Gorąco po słowach Bartłomieja Sienkiewicza. Po tym jak były minister spraw wewnętrznych w rządzie PO-PSL powiedział w "Kropce nad i" o "zabijaniu ludzi" przez policjantów, Komendant Główny Policji zażądał przeprosin. Domaga się ich również minister Mariusz Kamiński. - Niedopuszczalne jest obrażanie polskich policjantów - napisał na Twitterze.
09.09.2021 13:35
Minister Spraw Wewnętrznych i Administracji Mariusz Kamiński nie pozostawił bez odpowiedzi niedawnych słów Bartłomieja Sienkiewicza. Były minister spraw wewnętrznych w rządzie PO-PSL w bardzo ostrych słowach wypowiedział się na temat policji w programie "Kropka nad i" w TVN24.
Kamiński krytycznie o słowach Sienkiewicza
- Niedopuszczalne jest obrażanie polskich policjantów i sugerowanie przez byłego ministra spraw wewnętrznych, że polska policja "zabija ludzi" - napisał na Twitterze Mariusz Kamiński.
- Jednoznacznie popieram żądanie przeprosin i zadośćuczynienia na rzecz Fundacji Pomocy Wdowom i Sierotom po Poległych Policjantach - dodał.

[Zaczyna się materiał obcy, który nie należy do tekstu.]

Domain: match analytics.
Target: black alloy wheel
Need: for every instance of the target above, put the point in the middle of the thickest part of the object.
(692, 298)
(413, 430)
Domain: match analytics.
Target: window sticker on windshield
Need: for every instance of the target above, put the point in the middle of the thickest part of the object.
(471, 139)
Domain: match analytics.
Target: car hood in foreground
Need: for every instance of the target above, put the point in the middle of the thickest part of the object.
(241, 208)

Szef MSWiA udostępnił też oświadczenie Komendanta Głównego Policji. Poinformował on skierowaniu przeciw byłemu ministrowi spraw wewnętrznych pozwu cywilnego za naruszenie dobrego imienia policji z żądaniem przeprosin i zapłaty 100 tysięcy złotych na wskazany cel społeczny dla Fundacji Pomocy Wdowom i Sierotom po Poległych Policjantach.

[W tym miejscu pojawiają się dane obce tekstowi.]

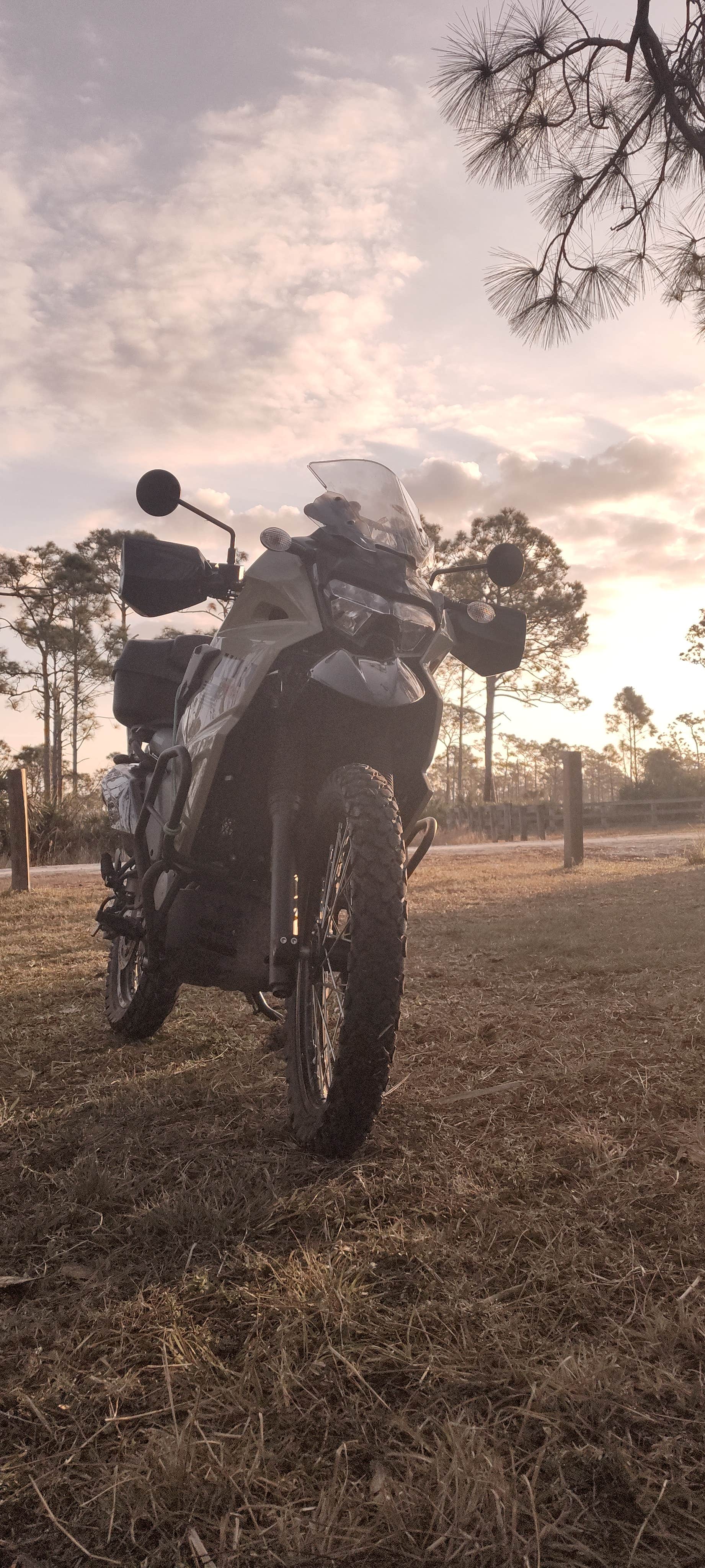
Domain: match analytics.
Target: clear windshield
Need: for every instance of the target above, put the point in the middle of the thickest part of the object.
(386, 512)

Sienkiewicz: Nie dam się zastraszyć
Do zapowiedzi Komendanta Głównego Policji odniósł się na Twitterze Bartłomiej Sienkiewicz.
- Zaczyna się zastraszanie. Nie dam się zastraszyć przez kogoś, kto nie powinien pełnić ani dnia dłużej swojej funkcji w zw. z tym co się dzieje w policji. O ile w ogóle to jest jego pomysł, a nie politycznych przełożonych z PiS - napisał na Twitterze poseł Platformy Obywatelskiej.
Co powiedział Bartłomiej Sienkiewicz?
We wtorek 7 września Bartłomiej Sienkiewicz był gościem Moniki Olejnik w "Kropce nad i". Tematem były działania policji z Wrocławia. Tamtejsza "Gazeta Wyborcza" opisała przypadki dwóch zgonów, które miały miejsce podczas policyjnych interwencji.
- Dwa z tych przypadków są szczególnie przykre, bo to rodziny wezwały policję po pomoc, żeby uspokoić ludzi, którzy byli w bardzo złym stanie i istniało ryzyko, że zrobią sobie coś złego. W efekcie wezwań rodzin, policja tych ludzi zabiła. Trudno o większą tragedię. Prosi się państwo o pomoc, żeby uratowało człowieka, po czym przyjeżdżają ludzie, którzy nie tylko go nie ratują, ale zabijają - mówił polityk w programie.
- Policja ma obowiązek dbać również o osoby, które są podejrzewane o przestępstwo. Nie może dopuścić, by stała im się krzywda, bo oni mają być zdrowi przed sądem. Tymczasem mamy w tej chwili sytuację taką, w której policja zaczyna zabijać ludzi - dodawał Bartłomiej Sienkiewicz.